L’opposition des résidents tient particulièrement au fait qu’ils craignent que la présence d’une école offrant les cours de la neuvième à la douzième année (le cours secondaire), alors que le site est désigné pour l’établissement d’une école offrant la maternelle à la huitième année, entraîne une réduction de la valeur foncière de leurs propriétés.

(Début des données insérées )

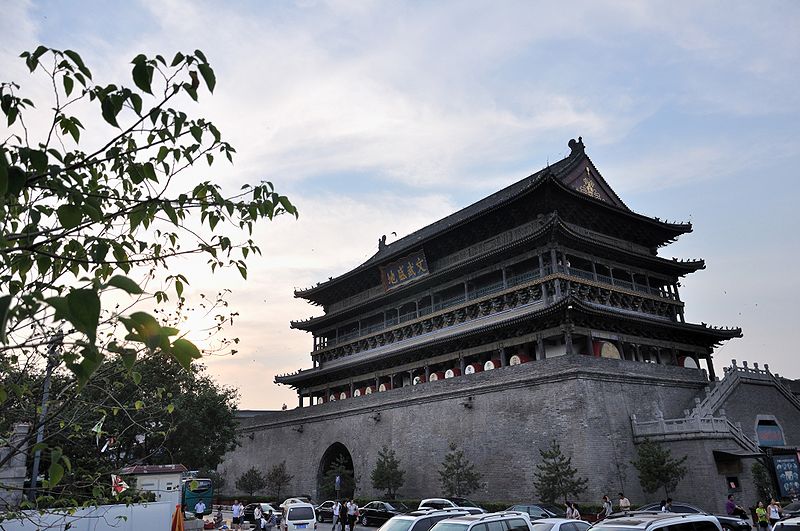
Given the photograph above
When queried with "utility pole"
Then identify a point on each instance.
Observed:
(55, 342)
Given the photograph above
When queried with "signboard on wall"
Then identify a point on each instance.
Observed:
(788, 473)
(769, 434)
(405, 270)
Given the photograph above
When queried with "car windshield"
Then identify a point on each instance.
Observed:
(300, 513)
(462, 502)
(397, 524)
(449, 526)
(553, 509)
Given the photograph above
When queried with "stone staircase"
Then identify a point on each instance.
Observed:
(707, 418)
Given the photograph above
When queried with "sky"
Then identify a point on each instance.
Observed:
(379, 117)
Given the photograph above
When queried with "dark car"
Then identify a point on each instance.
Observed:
(539, 510)
(792, 510)
(249, 509)
(728, 523)
(325, 511)
(378, 512)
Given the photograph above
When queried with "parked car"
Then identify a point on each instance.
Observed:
(378, 512)
(791, 510)
(540, 510)
(420, 520)
(559, 524)
(728, 522)
(787, 524)
(658, 521)
(298, 516)
(325, 511)
(443, 503)
(506, 521)
(265, 509)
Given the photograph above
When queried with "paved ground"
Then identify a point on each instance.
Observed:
(228, 516)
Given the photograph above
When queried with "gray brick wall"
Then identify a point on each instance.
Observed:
(583, 403)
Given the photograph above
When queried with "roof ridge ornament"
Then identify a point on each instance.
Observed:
(576, 147)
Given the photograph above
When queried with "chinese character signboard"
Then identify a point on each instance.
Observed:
(769, 435)
(403, 271)
(787, 471)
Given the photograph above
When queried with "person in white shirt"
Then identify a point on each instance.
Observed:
(337, 508)
(237, 509)
(199, 509)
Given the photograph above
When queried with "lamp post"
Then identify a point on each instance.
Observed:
(55, 342)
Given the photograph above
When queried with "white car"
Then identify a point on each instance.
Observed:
(298, 516)
(559, 524)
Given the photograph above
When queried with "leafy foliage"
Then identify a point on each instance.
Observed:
(762, 482)
(251, 481)
(93, 209)
(657, 469)
(457, 475)
(116, 422)
(278, 479)
(555, 479)
(387, 474)
(343, 468)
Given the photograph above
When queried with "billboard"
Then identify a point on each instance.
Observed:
(788, 473)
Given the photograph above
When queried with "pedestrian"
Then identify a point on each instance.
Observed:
(343, 513)
(607, 509)
(199, 509)
(237, 509)
(761, 517)
(352, 514)
(271, 521)
(624, 503)
(257, 514)
(337, 508)
(774, 512)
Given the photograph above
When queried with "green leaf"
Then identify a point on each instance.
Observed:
(68, 84)
(84, 310)
(78, 62)
(128, 358)
(208, 76)
(109, 111)
(69, 216)
(5, 306)
(55, 474)
(125, 284)
(185, 351)
(143, 75)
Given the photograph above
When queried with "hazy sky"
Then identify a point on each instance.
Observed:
(377, 117)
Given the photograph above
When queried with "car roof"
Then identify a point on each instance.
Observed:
(639, 519)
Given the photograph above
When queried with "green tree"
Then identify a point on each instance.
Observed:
(217, 479)
(657, 468)
(343, 468)
(555, 478)
(278, 479)
(387, 474)
(251, 481)
(93, 210)
(762, 482)
(457, 475)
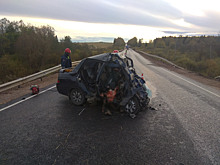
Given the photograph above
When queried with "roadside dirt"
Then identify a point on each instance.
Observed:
(190, 74)
(24, 89)
(52, 79)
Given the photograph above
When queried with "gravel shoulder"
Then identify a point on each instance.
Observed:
(24, 89)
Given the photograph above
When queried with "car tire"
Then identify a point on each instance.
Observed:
(132, 107)
(77, 97)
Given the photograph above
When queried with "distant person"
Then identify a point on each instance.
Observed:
(66, 60)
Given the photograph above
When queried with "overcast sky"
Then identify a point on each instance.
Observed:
(96, 20)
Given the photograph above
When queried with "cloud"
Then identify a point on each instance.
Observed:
(92, 39)
(211, 20)
(149, 13)
(143, 12)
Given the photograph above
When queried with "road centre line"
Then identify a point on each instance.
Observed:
(191, 83)
(27, 98)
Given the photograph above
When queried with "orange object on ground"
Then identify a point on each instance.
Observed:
(35, 89)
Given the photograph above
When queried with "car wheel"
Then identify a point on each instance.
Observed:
(132, 107)
(77, 97)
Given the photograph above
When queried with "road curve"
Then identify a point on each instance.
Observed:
(196, 106)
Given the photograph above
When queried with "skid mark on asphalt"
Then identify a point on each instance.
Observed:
(25, 99)
(191, 83)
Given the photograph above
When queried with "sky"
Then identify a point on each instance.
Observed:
(104, 20)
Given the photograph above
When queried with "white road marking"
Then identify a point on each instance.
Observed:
(191, 83)
(26, 98)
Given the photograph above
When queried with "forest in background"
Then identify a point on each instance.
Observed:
(199, 54)
(26, 49)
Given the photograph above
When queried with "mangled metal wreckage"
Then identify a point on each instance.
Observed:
(105, 77)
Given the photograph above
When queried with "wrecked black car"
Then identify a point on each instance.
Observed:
(108, 78)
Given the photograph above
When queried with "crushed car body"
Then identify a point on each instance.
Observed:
(106, 77)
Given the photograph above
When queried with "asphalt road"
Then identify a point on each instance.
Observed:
(184, 128)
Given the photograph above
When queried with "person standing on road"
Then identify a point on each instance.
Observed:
(66, 60)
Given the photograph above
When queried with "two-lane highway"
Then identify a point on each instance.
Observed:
(196, 106)
(185, 128)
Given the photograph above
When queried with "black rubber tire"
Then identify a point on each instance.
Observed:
(132, 107)
(77, 97)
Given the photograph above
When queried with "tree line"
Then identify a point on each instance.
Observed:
(199, 54)
(26, 49)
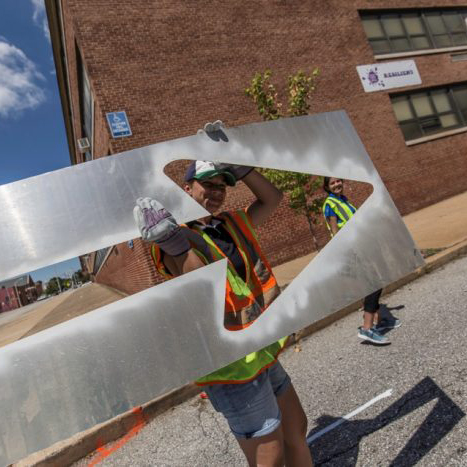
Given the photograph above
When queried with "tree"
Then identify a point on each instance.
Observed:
(303, 190)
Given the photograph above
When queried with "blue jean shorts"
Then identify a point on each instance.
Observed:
(251, 408)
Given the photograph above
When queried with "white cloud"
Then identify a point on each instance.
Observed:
(40, 17)
(19, 81)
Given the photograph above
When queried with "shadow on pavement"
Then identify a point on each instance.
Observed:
(340, 447)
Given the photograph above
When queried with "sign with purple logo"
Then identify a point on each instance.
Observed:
(388, 75)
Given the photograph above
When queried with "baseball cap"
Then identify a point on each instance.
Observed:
(202, 170)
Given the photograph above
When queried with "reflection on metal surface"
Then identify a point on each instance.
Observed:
(92, 368)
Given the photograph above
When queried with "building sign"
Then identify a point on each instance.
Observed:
(118, 123)
(382, 76)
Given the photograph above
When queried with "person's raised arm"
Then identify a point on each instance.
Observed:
(332, 221)
(267, 195)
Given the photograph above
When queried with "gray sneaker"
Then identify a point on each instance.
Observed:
(387, 323)
(373, 336)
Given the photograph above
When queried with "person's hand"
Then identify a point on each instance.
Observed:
(156, 224)
(238, 171)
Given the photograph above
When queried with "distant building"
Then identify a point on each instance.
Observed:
(174, 65)
(17, 292)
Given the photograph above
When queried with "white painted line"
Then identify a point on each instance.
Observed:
(330, 427)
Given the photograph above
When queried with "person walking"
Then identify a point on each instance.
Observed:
(255, 394)
(337, 211)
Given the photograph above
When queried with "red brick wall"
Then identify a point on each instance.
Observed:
(174, 65)
(129, 269)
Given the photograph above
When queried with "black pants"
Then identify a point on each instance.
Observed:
(371, 302)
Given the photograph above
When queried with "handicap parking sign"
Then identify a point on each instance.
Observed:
(118, 123)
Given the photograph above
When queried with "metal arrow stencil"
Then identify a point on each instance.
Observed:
(68, 378)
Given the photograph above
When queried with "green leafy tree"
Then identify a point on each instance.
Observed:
(264, 96)
(303, 190)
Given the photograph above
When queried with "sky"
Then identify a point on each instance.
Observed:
(32, 131)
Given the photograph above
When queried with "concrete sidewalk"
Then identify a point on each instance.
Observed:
(440, 231)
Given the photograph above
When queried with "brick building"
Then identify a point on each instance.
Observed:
(17, 292)
(174, 65)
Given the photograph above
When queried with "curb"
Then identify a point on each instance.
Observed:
(84, 443)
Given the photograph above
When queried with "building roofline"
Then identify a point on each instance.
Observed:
(53, 9)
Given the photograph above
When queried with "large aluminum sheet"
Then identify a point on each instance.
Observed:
(92, 368)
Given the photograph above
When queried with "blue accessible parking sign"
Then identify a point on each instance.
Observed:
(118, 123)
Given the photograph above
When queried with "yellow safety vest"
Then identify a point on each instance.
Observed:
(245, 301)
(341, 208)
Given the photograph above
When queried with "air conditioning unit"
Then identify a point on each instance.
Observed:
(84, 145)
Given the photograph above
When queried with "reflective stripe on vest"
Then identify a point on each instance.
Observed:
(245, 300)
(342, 210)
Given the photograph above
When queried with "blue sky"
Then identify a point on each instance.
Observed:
(32, 132)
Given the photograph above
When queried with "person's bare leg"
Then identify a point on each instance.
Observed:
(266, 451)
(294, 428)
(368, 319)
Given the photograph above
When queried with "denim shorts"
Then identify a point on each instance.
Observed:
(251, 408)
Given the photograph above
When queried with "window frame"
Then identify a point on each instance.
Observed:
(84, 82)
(428, 33)
(424, 131)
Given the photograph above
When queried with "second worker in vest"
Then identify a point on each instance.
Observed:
(255, 393)
(337, 211)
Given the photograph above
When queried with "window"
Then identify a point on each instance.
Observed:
(424, 113)
(396, 32)
(86, 106)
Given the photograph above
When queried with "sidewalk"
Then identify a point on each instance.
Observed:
(440, 231)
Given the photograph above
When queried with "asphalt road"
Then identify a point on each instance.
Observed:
(422, 422)
(9, 316)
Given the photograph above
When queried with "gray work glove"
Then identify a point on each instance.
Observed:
(238, 171)
(156, 224)
(212, 127)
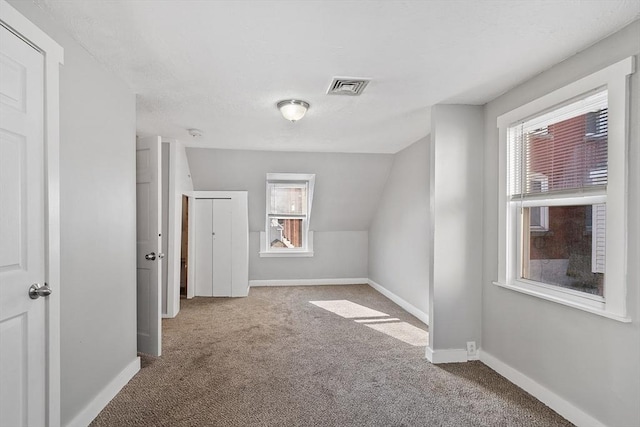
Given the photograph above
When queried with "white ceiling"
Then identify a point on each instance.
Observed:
(221, 66)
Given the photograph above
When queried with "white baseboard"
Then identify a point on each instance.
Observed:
(94, 407)
(453, 355)
(308, 282)
(409, 308)
(566, 409)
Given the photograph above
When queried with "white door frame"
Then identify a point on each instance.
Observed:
(53, 58)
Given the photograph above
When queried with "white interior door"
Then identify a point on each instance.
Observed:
(149, 203)
(221, 247)
(203, 254)
(23, 358)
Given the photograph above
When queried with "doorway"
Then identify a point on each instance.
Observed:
(184, 248)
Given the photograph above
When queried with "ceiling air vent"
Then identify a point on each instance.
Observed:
(347, 86)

En gros, ils craignent que la présence d’adolescents (et particulièrement d’adolescents en âge de conduire) entraîne une circulation accrue et des problèmes de vandalisme. Bon… ça se comprendrait s’il s’agissait d’une grosse école polyvalente, mais l’école francophone prévoit accueillir au plus une trentaine d’élèves de ces niveaux.

À cette objection, plusieurs ajoutent un commentaire tenant au fait que l’école est francophone et donc que leurs enfants ne pourront pas y aller, alors que s’il s’agissait d’une école publique (anglophone), ils y enverraient leurs enfants. Dans cet argument, plusieurs résidents glissent aussi des commentaires vaguement racistes… c’est là que le bât blesse pour les francophones. Mais bon, l’intolérance n’est quand même pas chose nouvelle à Red Deer et déjà, que l’on reconnaisse en général (et au conseil municipal) l’importance de l’éducation en français, c’est déjà un grand pas. On souffre toujours, cependant, du syndrome «pas dans ma cour» et ces réactions viscérales sont aussi exagérées que s’il s’agissait d’un centre de réinsertion sociale d’ex-détenus.

Aujourd’hui, le journal local que l’on ne peut lire qu’avec un abonnement rapporte que le Conseil scolaire aurait décidé, malgré les inconvénients et la petitesse du site, d’installer la nouvelle école sur le site de l’actuelle école La Prairie. Je n’ai pas encore eu confirmation de la nouvelle via mes réseaux habituels… C’est cependant la seule solution envisageable… à moins d’exiler l’école hors de la ville.